The Festival of Lights
Hebrew Calendar Dates: Begins the 25th of Kislev, for the next 8 days and 8 nights.
Torah reference: The Holiday of Chanukah is of rabbinical origin. The sages based their establishment of the Chanukah festival on the miracle of the one undefiled cruse that had oil sufficient for one day, but which lasted for eight days (Babylonian Talmud, Tractate Shabbat, 21b).
When it began:
Chanukah means “dedication” or “induction.” Following their victory over the Greeks, the Maccabees rededicated the Holy Temple (the Second Temple) and its altar, which had been desecrated and defiled by the pagan invaders. The word Chanukah can also be divided into two: Chanu—they rested, and Kaf hay which has the numerical value of 25. On the twenty-fifth day of the Hebrew month of Kislev, the Maccabees rested from their battle, and triumphantly marched into the Holy Temple in Jerusalem, ready to rededicate it.

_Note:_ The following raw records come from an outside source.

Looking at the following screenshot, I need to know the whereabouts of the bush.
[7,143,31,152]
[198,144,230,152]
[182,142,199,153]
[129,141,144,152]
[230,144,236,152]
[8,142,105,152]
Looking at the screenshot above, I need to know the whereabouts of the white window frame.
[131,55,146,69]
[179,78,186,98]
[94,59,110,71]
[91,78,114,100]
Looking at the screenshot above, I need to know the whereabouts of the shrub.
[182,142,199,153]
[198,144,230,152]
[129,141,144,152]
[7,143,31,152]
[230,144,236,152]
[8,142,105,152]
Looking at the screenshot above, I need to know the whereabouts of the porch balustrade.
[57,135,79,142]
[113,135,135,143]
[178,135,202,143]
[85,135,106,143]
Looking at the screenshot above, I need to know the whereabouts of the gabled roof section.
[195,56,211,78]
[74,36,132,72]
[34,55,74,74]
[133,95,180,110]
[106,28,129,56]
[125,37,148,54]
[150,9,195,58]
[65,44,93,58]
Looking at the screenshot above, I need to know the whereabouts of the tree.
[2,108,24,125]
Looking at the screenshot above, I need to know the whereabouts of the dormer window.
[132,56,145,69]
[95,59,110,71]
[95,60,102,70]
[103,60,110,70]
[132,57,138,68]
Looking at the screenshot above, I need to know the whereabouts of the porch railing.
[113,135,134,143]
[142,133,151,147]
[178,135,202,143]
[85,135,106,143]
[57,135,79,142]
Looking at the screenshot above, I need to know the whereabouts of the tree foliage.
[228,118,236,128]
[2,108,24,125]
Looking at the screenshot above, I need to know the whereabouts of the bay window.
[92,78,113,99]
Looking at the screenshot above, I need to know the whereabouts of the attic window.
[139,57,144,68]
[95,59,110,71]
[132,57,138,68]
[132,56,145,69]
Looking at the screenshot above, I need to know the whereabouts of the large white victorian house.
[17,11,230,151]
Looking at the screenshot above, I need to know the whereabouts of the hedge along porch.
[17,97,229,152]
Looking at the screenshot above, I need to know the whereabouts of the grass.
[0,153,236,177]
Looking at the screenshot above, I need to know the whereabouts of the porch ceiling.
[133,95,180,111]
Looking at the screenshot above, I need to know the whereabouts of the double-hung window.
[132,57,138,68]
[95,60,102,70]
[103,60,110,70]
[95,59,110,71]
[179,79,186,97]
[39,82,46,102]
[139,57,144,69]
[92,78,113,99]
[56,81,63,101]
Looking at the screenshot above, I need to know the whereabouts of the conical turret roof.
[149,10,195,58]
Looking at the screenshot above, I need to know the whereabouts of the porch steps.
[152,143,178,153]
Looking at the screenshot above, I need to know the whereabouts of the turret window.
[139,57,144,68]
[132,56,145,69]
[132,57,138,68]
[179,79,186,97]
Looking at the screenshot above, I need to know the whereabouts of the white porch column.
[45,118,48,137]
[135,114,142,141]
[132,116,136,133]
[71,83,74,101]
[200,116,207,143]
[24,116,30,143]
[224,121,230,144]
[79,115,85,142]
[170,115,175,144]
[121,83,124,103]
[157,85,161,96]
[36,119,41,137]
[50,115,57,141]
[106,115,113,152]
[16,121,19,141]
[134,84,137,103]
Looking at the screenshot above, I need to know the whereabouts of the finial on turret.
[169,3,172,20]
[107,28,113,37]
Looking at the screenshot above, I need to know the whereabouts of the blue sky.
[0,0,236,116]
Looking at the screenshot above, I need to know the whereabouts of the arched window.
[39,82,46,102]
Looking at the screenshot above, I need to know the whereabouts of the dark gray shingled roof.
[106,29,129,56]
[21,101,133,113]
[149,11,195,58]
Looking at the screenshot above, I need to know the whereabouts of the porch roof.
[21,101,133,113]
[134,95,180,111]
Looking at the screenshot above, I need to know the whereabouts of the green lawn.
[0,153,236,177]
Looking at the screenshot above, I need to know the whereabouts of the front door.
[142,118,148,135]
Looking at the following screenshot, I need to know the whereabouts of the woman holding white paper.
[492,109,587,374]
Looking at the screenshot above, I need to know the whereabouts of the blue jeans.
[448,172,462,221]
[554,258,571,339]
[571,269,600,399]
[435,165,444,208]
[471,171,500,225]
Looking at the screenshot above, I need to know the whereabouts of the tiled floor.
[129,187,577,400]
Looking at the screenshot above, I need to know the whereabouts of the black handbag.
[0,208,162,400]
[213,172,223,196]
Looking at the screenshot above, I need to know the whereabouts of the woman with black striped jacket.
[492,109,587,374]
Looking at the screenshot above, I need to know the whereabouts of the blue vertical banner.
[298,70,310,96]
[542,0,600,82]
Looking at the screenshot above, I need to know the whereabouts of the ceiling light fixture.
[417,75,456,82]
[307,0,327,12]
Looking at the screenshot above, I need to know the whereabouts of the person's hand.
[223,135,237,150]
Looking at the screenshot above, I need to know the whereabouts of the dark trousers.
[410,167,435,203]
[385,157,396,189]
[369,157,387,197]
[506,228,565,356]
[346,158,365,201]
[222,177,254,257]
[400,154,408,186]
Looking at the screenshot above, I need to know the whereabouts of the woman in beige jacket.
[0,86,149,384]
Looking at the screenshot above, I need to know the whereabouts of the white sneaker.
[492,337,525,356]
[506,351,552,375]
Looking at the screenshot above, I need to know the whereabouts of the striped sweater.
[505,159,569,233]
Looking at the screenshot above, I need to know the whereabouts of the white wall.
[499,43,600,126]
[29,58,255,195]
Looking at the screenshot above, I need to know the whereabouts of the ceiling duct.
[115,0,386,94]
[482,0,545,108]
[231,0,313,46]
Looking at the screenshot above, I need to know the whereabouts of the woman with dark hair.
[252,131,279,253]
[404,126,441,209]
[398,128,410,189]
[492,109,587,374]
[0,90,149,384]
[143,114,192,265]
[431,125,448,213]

When the miracle of the oil occurred in 139 BCE, the Jews celebrated. The rabbis then proclaimed that these eight days should become an annual holiday on the Jewish calendar. The next year, 138 BCE, Chanukah was celebrated for the first time, complete with the lighting of the Chanukah menorah.
How it’s observed today:
The menorah is lit each night of Chanukah, complete with the recital of special blessings. We start with one candle, adding an additional one each night, beginning from left to right. The prayer services throughout Chanukah include a Torah reading and the recital of Hallel. The Al Hanisim prayer for Chanukah is inserted in both the daily prayers and the Birkat Hamazon (Grace after Meals).
Singing Maoz Tzur and other songs of praise to God after the candle lighting.
Eating donuts (Sufganiyot) and latkes, in tribute to the miracle of the one (1) pure flask of oil that was found in the Temple and burned in the Menorah for 8 days.
Chanukah gelt/gifts are distributed.